Known as liquid gold, human plasma is proving to be a valuable ally in the fight against cancer

PLASMA THERAPY is a promising new treatment for cancer. While plasma therapy itself is not new, its potential to cure myriad cancers is just beginning to be explored.

What makes plasma therapy a viable treatment option for cancer? According to Toby Simon, MD, a medical consultant at the Plasma Protein Therapeutics Association, plasma contains lifesaving properties that, when harnessed through fractionation, produce therapies that are viable options for fighting cancer. “Plasma therapies result from fractionation of the plasma based on changes in temperature, ethanol content, pH and other steps that include chromatography for purification and pathogen reduction for safety,” Dr. Simon explained. “These therapies result in safe and effective parenteral medications with unique properties useful in saving and sustaining lives for many patients.”

A Brief History of Plasma Therapy

Plasma contains antibodies helpful for fighting infections and has been used in some therapeutic capacity for more than a century. According to Plasma Heroes, an educational initiative of the Immune Deficiency Foundation designed to support plasma donation and the patients who rely on plasma-based products, using plasma for therapeutic purposes dates back to 1913 when plasmapheresis (separating the plasma from blood cells) in animal models was originally described, but it was not yet used in humans. However, plasma was given to patients via whole blood transfusions (as in the Spanish influenza pandemic of 1918) until 1938, when researchers discovered how to separate plasma from whole blood in humans.

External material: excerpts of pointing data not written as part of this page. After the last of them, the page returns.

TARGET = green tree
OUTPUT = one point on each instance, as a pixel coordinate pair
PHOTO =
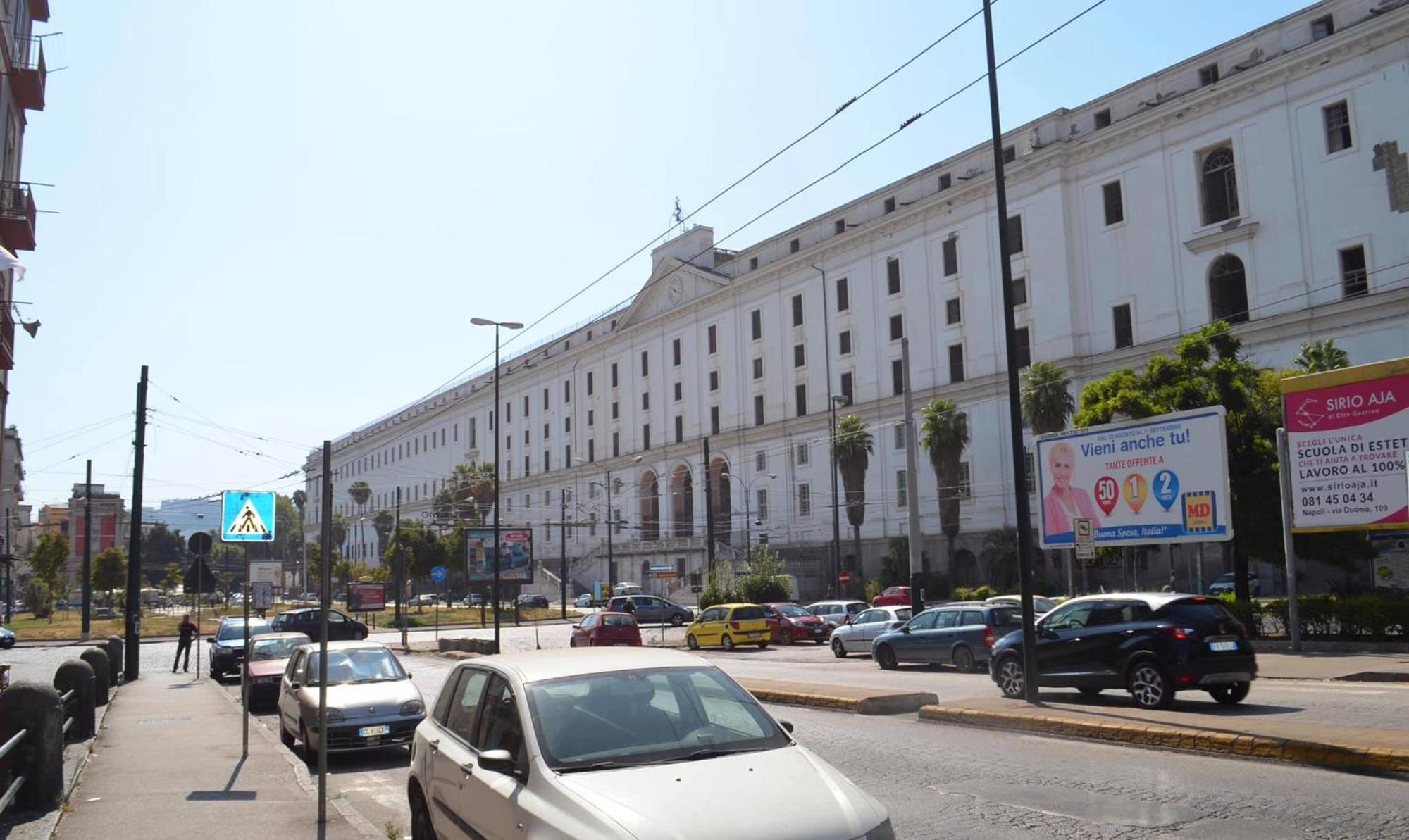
(1048, 401)
(943, 436)
(1321, 356)
(853, 447)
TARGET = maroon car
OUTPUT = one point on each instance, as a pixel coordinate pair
(790, 623)
(605, 630)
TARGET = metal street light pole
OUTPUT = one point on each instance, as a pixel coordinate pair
(498, 430)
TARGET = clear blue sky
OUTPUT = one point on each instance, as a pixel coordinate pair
(291, 211)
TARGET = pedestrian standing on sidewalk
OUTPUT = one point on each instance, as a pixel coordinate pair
(188, 633)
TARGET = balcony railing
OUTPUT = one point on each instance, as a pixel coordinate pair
(18, 215)
(29, 75)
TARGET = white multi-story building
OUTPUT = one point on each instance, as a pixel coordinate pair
(1260, 182)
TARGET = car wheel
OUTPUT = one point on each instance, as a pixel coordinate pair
(1150, 687)
(1231, 694)
(964, 660)
(422, 827)
(1011, 679)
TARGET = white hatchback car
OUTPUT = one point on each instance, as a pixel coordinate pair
(597, 743)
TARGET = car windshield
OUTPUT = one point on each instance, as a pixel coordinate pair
(235, 630)
(368, 664)
(647, 716)
(275, 648)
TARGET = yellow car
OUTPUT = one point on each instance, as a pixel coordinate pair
(729, 625)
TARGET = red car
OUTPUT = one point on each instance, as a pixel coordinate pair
(893, 596)
(790, 623)
(605, 630)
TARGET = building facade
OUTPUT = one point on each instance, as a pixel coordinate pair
(1260, 182)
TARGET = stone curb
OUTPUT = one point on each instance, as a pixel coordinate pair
(1179, 737)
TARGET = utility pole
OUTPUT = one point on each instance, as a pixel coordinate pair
(88, 551)
(132, 647)
(1015, 416)
(912, 487)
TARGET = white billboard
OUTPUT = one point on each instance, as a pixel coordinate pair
(1160, 479)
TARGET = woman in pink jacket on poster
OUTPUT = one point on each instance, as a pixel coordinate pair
(1066, 502)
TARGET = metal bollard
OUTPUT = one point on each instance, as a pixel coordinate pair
(97, 658)
(78, 677)
(37, 709)
(115, 660)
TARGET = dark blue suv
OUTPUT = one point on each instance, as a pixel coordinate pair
(1150, 644)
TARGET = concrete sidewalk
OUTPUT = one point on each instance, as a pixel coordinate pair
(168, 764)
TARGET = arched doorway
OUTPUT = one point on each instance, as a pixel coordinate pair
(650, 494)
(683, 502)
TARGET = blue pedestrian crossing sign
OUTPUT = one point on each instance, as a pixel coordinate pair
(247, 516)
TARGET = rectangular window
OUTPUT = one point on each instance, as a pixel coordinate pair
(1324, 27)
(1015, 234)
(1338, 127)
(952, 257)
(1353, 278)
(1121, 322)
(1022, 347)
(1115, 206)
(1019, 291)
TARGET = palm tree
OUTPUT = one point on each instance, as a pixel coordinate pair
(945, 434)
(1048, 401)
(853, 447)
(1321, 356)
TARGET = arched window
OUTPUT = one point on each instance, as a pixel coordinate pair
(1219, 178)
(1228, 289)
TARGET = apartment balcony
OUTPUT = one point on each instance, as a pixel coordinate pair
(29, 74)
(16, 216)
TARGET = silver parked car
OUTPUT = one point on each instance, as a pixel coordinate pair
(373, 701)
(856, 637)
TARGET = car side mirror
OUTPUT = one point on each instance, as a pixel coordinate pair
(498, 761)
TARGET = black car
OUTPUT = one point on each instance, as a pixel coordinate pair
(306, 620)
(1150, 644)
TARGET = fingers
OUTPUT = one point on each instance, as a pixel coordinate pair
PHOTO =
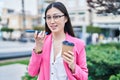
(68, 57)
(40, 35)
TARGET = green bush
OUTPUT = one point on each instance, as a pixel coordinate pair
(103, 60)
(115, 77)
(28, 77)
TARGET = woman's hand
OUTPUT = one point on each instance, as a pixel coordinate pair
(39, 38)
(69, 58)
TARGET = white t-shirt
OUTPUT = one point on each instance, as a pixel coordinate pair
(57, 69)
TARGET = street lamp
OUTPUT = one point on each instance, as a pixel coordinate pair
(23, 16)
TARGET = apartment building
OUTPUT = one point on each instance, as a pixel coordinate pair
(79, 14)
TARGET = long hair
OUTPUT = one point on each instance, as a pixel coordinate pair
(68, 27)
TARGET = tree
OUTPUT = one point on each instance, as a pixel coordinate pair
(105, 6)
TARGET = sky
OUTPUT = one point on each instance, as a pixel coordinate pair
(30, 5)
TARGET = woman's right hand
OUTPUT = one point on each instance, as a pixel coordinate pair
(39, 39)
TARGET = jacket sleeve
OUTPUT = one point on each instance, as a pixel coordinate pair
(34, 64)
(81, 70)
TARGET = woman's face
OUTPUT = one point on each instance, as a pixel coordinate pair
(55, 20)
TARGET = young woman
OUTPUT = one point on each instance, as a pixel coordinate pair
(46, 61)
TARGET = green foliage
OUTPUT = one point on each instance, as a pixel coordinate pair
(28, 77)
(92, 29)
(7, 29)
(103, 60)
(115, 77)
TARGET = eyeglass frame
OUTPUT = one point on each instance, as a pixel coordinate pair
(55, 17)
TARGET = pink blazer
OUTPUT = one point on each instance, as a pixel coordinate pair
(40, 63)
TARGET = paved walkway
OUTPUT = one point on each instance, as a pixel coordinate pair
(12, 49)
(12, 72)
(15, 46)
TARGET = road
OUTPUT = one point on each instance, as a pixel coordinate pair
(13, 49)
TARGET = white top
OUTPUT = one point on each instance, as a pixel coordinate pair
(57, 69)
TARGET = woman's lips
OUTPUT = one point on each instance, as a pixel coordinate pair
(53, 27)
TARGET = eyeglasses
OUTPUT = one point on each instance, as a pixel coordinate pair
(55, 17)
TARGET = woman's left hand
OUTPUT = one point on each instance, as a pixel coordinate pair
(69, 58)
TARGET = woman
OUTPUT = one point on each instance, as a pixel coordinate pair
(46, 60)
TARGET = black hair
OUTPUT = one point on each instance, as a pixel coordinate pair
(68, 27)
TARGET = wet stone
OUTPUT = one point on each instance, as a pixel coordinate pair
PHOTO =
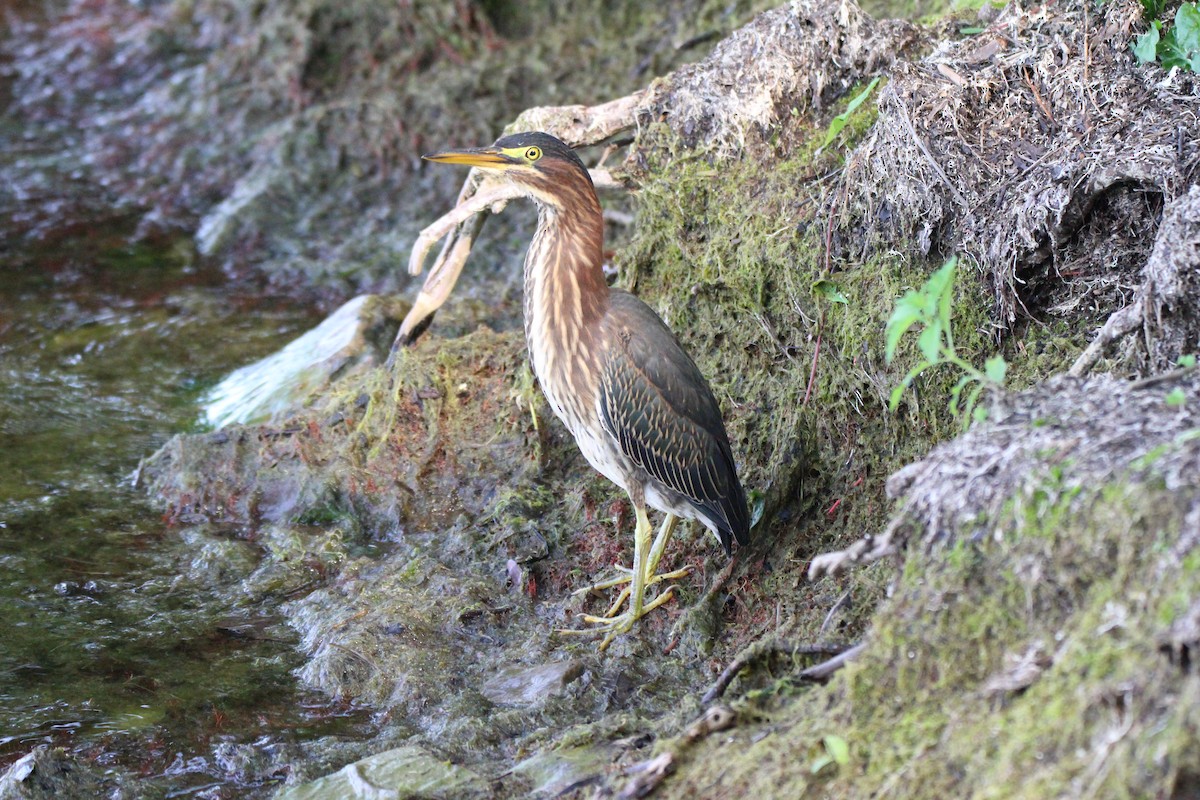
(47, 773)
(552, 773)
(357, 335)
(406, 771)
(527, 686)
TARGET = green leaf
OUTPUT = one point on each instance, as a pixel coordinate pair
(942, 284)
(1145, 49)
(829, 290)
(1187, 26)
(904, 316)
(970, 405)
(930, 342)
(957, 392)
(757, 505)
(838, 122)
(1180, 47)
(838, 749)
(898, 391)
(996, 368)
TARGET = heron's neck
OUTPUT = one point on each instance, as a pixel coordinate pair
(565, 290)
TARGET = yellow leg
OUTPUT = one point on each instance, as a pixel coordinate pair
(660, 545)
(646, 558)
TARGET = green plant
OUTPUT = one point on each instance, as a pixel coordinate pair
(838, 122)
(931, 307)
(837, 751)
(1179, 46)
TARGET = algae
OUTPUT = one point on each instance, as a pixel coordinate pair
(1015, 648)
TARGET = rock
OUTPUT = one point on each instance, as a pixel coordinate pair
(358, 334)
(552, 773)
(47, 773)
(396, 774)
(525, 686)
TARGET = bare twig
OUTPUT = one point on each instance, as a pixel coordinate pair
(904, 116)
(1117, 325)
(768, 647)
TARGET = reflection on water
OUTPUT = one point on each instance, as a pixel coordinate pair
(117, 637)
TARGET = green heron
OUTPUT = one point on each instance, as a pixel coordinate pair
(613, 372)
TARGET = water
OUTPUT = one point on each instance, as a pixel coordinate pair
(117, 637)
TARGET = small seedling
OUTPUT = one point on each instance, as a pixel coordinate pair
(837, 751)
(1177, 46)
(933, 310)
(838, 122)
(829, 290)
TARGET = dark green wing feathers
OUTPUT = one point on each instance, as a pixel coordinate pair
(655, 402)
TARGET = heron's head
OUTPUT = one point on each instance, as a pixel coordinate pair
(538, 162)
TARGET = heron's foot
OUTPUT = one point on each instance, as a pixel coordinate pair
(628, 579)
(627, 576)
(613, 625)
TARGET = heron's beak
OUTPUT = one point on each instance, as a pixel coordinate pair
(481, 157)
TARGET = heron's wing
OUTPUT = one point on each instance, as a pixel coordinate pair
(659, 408)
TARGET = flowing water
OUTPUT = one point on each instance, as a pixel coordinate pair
(118, 638)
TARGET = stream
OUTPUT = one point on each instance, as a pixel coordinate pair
(125, 639)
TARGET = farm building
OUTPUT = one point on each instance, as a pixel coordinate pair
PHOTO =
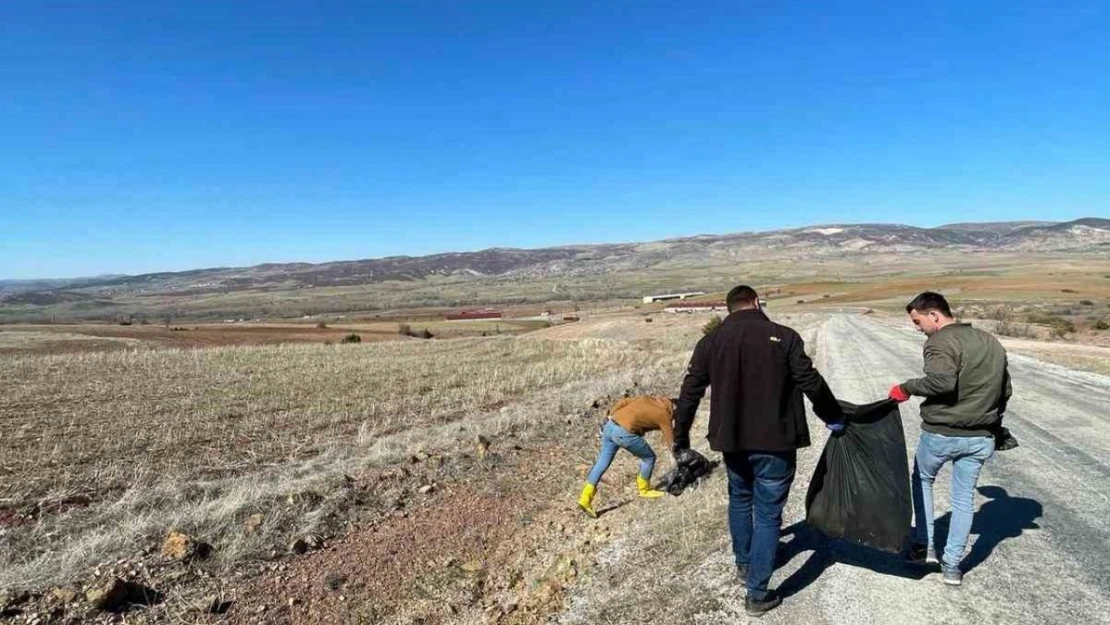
(465, 315)
(696, 306)
(668, 296)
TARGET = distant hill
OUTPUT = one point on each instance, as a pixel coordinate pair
(829, 241)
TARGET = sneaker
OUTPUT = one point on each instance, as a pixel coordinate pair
(920, 553)
(951, 575)
(770, 601)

Not long after that, World War II broke out, greatly increasing the demand for blood and plasma to treat wounded soldiers. During that time, Edwin Cohn, PhD, developed a process called cold ethanol fractionation that separated the proteins in the plasma (albumin, fibrinogen, globulins). Plasma went on to be used to make immune globulin (IG) treatments for primary immunodeficiency diseases in 1952 via intramuscular injection. By 1959, plasmapheresis was used to save the life of an adolescent boy with thrombotic thrombocytopenic purpura (TTP).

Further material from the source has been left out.